Wednesday, July 21, 2010

Dan Cho, Rest in Peace

I was on a rare overnight business trip to Syracuse when I got an early morning phone call in my hotel room. When I saw my wife’s name on the caller ID, I figured she was worried I’d oversleep for my 8AM meeting and was calling me to wake me up. She said something had happened to Dan, and while she didn’t know what it was she guessed something bad from the tenor of all the sudden “wall” postings on Dan’s Facebook page. I could tell from her voice that she was on the verge of tears. I told her not to jump to conclusions, and that we should wait to confirm the facts. The postings to Dan and Julia’s Facebook pages were all extremely ominous and I couldn’t help but think that whatever it was that happened, it was surely not good.


I could not get the sinking feeling out of my stomach as I sat in my meetings that day. I was paying cursory attention to the discussion at hand (about medical research equipment for a new laboratory building), but instead scouring the web for news about Dan. I couldn’t bring myself to contact Julia directly, as if her writing it down would ensure their permanence, but rather e-mailed several of Dan’s friends who seemed to know more at this point asking for any information.
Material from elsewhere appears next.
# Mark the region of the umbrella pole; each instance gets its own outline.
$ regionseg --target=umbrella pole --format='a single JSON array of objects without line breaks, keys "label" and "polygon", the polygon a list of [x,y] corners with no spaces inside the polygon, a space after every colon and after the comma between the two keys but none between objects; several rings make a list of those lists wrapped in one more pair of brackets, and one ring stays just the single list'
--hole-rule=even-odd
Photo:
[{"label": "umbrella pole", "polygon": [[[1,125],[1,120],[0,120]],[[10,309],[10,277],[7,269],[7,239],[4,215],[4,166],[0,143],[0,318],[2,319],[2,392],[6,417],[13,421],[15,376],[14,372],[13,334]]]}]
Soon, they e-mailed me back saying that Dan had apparently died in a swimming accident in Lake Geneva, Switzerland while touring with Regina Spektor.

I had just days before spoken with Dan. Korea had just beaten Nigeria 2-1 to advance to the knockout stage in the World Cup. Dan and I shared a passion for Korean World Cup soccer, and had been trying to get to Koreatown in NYC to watch the games together before he left on his tour. Dan did not make it out due to family commitments (“things are intense at home right now”, he texted), but we exchanged numerous texts during and after the game sharing our joy and our concerns about the team’s performance going forward. I had taken the “Chinatown” bus from Albany to NYC with the sole purpose of watching Korea play, and had been rallying for Dan to join me.

Over the next day or two, the news came out to confirm the facts: Dan had gone swimming in the lake with a friend and had drowned. The e-mails were pouring out to Dan and Julia’s “walls” on Facebook expressing consolation, disbelief, shock on the one hand and love and concern for Julia and their young daughter on the other.

What can I say about Dan? He was a very talented musician. And by that, I don’t mean an aspiring one, but a bona fide musician that has toured with several very well known artists, having appeared on popular TV shows and played in many venues across the US. He was also a passionate and knowledgeable soccer fan, and was in the midst of serving as a blogger covering the Korean World Cup team for ESPN. He was a relatively newlywed husband and proud father of a beautiful daughter. The love in his heart for Audrey showed so plainly on his face whenever he was near her or was talking about her. But most of all, Dan was an incredibly kind and humble person. Despite clearly approaching near-celebrity status with his frequent tours and appearances, he was always deferential and humble when talking about his music.

Fast forward to the wake; it is a blisteringly hot day. My family has driven in from Albany that afternoon after I took the afternoon off work. We had the “talk” with Yuna about how Dan has died and we are going to view his body. This gets into the tricky question of where is Dan now and if his body is here dead, in what form is Dan? I weakly offer that Dan’s soul has gone back to God, but it is not very satisfactory to Yuna.

Dan’s death, along with the birth of my children has made it essential to believe in the eternal life of the soul. After my children were born, I realized that even a lifetime is not enough. The thought of ever being apart from my children was so painful that I had no choice but to believe in eternal life in order to function and enjoy my time here in this life. While this is comforting on some level, it is woefully inadequate when someone like Dan is taken so young, with so much of his life ahead of him and leaving behind a wife and a toddler daughter.

This young family had a lifetime of love and happiness to look forward to, and suddenly without so much as a hastily shouted “fore!” or a glimpse of a blurry object, Dan is taken away while halfway around the world. Julia has commented on how the soccer jerseys that Dan loved to wear still bear his scent, how his daughter would say “appa, appa” (daddy in Korean) and take them out. I still have texts that I exchanged with Dan following the soccer games in my phone. Dan’s blog entries are still just a couple weeks old on ESPN. Yet, everything has changed forever in an unspeakably sad way.

A lifetime later, we will be reunited with Dan and we will cry and laugh and again enjoy his presence, resume our relationships. For now, we are only left with angry and unanswered questions, lives turned upside down and shattered into a million fragments without reason or warning. We can only hope that the future still holds joy and that we can laugh together again. We’ll miss you Dan.